Primary school head vows to shop parents to social services if pupils use Facebook

  • 60 per cent of his primary pupils have Facebook access

A primary school head has threatened to shop parents to social services if they allow his pupils to use Facebook and other networking sites.

Paul Woodward is concerned that youngsters who use the sites risk being exposed to porn and online grooming.

He has warned parents that persistently letting children flout Facebook’s 13-plus age rule could warrant investigation by child protection teams.

He estimates that at least 60 per cent of the 270-plus children at his school in the Forest of Dean have access to social networking sites.

Pupils at St Whites School range from four to 11 years old.
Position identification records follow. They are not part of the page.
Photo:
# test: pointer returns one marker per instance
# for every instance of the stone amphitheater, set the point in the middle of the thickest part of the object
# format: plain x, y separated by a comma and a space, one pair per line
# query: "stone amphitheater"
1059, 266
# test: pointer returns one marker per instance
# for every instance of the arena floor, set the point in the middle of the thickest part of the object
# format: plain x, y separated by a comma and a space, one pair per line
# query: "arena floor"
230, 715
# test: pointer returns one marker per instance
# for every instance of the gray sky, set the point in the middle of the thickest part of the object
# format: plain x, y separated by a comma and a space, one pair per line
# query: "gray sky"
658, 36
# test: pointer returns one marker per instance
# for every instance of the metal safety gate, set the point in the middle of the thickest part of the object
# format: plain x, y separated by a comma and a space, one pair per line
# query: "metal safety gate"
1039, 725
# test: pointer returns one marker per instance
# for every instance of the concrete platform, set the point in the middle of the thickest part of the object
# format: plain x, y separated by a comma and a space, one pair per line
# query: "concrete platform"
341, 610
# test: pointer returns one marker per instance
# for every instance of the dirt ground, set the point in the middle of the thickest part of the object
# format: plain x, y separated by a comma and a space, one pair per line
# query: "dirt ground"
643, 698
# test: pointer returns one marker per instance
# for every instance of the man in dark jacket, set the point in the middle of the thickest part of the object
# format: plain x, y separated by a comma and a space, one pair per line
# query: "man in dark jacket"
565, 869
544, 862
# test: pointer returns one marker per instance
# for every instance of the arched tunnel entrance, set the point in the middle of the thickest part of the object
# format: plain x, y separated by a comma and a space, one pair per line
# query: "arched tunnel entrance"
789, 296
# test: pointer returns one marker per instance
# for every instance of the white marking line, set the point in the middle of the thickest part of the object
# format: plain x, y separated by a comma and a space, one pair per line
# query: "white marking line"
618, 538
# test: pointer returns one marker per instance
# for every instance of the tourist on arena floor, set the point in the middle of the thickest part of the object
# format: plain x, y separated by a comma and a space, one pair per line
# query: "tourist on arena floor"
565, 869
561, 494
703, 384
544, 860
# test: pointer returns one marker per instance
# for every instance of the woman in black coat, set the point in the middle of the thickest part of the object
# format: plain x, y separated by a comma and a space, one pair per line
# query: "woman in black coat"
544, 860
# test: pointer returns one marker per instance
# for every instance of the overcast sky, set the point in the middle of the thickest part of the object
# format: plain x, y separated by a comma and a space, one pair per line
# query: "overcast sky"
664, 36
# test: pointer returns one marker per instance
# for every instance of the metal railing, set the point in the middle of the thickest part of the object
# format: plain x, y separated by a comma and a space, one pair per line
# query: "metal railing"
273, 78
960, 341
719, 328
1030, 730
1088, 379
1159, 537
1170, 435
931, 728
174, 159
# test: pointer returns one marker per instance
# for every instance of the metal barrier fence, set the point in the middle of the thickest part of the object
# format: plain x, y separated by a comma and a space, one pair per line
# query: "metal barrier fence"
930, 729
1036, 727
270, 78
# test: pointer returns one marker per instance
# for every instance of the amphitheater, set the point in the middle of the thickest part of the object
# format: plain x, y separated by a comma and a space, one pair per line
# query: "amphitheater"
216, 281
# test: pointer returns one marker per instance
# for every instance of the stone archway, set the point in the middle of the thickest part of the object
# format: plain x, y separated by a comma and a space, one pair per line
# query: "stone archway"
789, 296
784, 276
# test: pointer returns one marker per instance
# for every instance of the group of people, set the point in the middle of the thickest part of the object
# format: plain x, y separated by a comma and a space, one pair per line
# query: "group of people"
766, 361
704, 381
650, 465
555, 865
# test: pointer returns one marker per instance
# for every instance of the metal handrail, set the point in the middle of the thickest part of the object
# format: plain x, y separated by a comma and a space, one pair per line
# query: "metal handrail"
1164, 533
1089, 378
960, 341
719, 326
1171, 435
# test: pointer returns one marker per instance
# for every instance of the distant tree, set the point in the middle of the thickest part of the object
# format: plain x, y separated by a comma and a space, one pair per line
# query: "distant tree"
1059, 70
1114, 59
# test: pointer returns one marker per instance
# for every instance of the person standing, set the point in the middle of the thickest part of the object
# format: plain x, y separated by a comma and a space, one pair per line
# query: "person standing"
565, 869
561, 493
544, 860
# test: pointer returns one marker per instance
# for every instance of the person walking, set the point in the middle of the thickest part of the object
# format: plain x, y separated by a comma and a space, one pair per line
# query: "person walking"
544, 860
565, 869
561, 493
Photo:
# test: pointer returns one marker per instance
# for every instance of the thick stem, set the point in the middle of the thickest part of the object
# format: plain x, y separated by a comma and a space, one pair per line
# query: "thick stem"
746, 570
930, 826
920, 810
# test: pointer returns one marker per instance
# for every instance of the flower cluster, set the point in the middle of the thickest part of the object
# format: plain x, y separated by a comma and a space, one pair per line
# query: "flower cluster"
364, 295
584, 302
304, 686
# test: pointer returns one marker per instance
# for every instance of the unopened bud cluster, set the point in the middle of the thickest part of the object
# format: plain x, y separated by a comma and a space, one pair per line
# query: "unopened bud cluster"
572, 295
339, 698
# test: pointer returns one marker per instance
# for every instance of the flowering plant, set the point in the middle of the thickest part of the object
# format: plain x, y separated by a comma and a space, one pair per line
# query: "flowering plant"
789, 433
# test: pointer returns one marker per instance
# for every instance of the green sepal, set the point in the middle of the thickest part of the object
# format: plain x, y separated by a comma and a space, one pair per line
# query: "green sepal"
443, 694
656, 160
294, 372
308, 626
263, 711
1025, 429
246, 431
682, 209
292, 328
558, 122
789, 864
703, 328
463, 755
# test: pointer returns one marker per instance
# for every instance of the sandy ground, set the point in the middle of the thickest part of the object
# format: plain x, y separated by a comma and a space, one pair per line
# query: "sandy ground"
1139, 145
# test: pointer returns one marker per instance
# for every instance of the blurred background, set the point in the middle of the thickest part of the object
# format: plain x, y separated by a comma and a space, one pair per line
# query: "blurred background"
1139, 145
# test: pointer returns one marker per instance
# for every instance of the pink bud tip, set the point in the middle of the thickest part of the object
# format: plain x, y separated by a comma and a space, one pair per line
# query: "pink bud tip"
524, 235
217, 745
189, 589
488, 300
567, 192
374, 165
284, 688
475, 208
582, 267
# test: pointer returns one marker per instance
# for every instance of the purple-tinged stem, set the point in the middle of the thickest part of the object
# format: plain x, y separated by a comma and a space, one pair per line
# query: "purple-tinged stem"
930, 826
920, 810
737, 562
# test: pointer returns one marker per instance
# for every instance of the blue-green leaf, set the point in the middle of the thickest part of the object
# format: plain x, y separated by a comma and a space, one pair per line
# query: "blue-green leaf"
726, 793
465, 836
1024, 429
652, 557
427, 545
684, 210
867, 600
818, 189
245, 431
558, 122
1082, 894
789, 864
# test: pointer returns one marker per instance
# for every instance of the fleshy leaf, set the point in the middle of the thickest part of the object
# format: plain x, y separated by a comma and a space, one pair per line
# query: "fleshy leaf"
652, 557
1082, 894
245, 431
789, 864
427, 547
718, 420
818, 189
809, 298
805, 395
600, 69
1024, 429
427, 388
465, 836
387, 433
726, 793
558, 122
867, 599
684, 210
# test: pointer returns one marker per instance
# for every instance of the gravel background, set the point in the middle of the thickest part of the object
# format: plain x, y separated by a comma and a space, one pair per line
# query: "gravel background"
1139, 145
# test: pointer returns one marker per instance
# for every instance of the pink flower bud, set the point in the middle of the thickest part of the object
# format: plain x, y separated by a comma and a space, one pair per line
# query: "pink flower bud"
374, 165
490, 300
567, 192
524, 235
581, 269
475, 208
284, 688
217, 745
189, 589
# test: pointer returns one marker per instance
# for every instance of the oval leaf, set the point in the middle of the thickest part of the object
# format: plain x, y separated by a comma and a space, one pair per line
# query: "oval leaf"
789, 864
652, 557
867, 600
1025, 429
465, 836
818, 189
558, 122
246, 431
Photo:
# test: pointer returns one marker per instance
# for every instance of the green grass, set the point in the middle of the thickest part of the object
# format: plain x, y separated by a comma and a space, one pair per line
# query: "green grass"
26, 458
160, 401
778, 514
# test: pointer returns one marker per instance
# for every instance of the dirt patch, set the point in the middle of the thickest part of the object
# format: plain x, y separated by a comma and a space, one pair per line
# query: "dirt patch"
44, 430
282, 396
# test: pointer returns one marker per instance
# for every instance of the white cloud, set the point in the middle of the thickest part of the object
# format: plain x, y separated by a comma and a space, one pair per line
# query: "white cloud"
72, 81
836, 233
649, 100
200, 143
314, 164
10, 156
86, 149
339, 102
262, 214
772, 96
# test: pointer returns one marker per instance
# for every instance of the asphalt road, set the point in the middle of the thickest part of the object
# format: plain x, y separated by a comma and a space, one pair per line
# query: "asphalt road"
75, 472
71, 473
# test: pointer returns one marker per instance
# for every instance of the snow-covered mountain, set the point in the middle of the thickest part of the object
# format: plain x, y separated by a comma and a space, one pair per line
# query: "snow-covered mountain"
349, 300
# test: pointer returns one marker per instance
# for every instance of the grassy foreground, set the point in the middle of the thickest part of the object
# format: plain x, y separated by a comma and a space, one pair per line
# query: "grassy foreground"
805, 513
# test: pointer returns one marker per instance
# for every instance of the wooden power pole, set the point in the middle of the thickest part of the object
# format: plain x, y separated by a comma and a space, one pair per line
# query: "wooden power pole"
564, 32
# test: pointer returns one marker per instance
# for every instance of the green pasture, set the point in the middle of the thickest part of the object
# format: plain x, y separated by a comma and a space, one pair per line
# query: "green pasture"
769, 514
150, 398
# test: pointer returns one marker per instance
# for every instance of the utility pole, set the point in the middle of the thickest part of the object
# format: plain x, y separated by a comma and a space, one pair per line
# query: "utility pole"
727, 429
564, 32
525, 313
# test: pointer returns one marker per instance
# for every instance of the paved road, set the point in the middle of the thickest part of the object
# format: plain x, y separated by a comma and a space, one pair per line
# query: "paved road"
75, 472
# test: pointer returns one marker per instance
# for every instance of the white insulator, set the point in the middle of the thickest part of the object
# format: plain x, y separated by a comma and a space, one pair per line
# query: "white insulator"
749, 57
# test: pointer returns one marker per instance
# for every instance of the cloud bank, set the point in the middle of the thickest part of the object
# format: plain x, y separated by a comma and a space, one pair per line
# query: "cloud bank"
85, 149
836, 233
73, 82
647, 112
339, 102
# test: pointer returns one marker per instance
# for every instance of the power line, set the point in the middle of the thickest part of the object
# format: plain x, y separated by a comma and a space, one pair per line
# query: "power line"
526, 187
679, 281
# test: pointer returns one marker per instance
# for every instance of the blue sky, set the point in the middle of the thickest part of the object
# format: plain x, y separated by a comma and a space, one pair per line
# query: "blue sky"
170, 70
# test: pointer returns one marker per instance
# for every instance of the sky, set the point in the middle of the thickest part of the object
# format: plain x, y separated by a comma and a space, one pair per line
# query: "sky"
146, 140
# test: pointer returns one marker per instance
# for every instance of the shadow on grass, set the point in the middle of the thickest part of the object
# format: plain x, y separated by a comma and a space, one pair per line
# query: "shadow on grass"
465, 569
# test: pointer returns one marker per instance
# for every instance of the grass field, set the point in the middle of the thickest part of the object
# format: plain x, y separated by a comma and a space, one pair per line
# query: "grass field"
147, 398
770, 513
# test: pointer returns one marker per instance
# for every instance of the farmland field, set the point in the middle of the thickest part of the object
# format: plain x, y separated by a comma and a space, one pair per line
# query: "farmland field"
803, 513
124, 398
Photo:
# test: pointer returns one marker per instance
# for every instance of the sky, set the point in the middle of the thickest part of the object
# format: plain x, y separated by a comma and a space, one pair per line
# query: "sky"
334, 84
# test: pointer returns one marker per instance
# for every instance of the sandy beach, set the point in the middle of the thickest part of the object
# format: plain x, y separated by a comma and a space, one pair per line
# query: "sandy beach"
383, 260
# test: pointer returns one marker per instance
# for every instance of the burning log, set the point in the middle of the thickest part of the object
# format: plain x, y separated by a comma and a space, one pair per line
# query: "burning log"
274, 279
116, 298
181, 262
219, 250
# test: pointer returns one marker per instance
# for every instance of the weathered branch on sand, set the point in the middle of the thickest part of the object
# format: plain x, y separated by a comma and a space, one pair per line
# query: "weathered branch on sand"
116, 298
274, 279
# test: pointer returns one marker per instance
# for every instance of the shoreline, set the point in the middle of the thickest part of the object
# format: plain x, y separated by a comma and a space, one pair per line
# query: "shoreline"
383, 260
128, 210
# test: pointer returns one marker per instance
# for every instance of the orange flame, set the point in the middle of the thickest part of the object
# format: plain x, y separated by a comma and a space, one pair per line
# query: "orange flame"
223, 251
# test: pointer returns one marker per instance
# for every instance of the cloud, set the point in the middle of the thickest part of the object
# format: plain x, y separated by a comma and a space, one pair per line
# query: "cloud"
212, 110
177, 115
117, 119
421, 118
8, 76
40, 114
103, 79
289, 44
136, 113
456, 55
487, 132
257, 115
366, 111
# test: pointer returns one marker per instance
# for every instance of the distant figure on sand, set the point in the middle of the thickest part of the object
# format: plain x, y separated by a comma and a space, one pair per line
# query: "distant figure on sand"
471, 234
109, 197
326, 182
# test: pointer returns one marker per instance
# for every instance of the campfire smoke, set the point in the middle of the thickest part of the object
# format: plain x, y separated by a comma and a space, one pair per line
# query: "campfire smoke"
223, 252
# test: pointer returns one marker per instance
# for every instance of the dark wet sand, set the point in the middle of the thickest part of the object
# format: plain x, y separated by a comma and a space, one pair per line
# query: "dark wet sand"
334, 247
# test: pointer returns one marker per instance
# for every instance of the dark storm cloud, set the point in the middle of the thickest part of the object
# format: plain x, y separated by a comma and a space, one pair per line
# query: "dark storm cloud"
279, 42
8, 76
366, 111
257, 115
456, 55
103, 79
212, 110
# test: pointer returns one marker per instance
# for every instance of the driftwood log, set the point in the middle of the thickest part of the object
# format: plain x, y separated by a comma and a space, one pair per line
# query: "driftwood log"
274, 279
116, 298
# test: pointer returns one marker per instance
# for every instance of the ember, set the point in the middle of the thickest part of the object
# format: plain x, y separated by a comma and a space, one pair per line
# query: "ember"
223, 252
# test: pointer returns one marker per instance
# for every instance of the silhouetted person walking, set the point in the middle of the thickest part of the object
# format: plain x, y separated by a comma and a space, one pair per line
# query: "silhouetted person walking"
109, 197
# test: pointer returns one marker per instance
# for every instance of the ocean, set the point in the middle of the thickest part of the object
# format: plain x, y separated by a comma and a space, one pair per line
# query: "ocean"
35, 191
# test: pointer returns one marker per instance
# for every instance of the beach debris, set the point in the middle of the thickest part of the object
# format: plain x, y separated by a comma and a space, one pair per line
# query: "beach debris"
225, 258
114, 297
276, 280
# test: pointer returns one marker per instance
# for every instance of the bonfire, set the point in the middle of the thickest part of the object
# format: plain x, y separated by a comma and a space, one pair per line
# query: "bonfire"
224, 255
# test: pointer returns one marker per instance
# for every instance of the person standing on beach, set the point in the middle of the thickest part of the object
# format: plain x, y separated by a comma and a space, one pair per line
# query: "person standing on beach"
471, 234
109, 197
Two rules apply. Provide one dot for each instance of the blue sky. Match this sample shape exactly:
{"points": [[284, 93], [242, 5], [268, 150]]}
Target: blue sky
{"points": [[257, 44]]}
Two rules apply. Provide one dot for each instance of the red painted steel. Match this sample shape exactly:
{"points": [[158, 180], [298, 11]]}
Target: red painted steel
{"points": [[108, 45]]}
Mr Woodward, a branch secretary for the National Association of Head Teachers, the country’s biggest heads’ union, yesterday demanded a ban on children setting up social media accounts – because of the risk of accessing inappropriate material.

Internet companies and the Government must do more to protect impressionable children, he said.

Head teachers are also demanding greater protection from porn accessed through smartphones, as well as measures to stop young children playing 18-rated video games.

Children as young as four are hurting each other, not realising their victims won’t get up straight away like figures in computer games do, it was claimed. The calls will add to pressure on David Cameron to bring in measures to protect a generation of youngsters.

In a breakthrough for the Mail’s Block Online Porn campaign, which calls for content filter systems on online accounts, the Prime Minister this week revealed that adults who wish to view porn may have to ‘opt in’ rather than being able to access it by default.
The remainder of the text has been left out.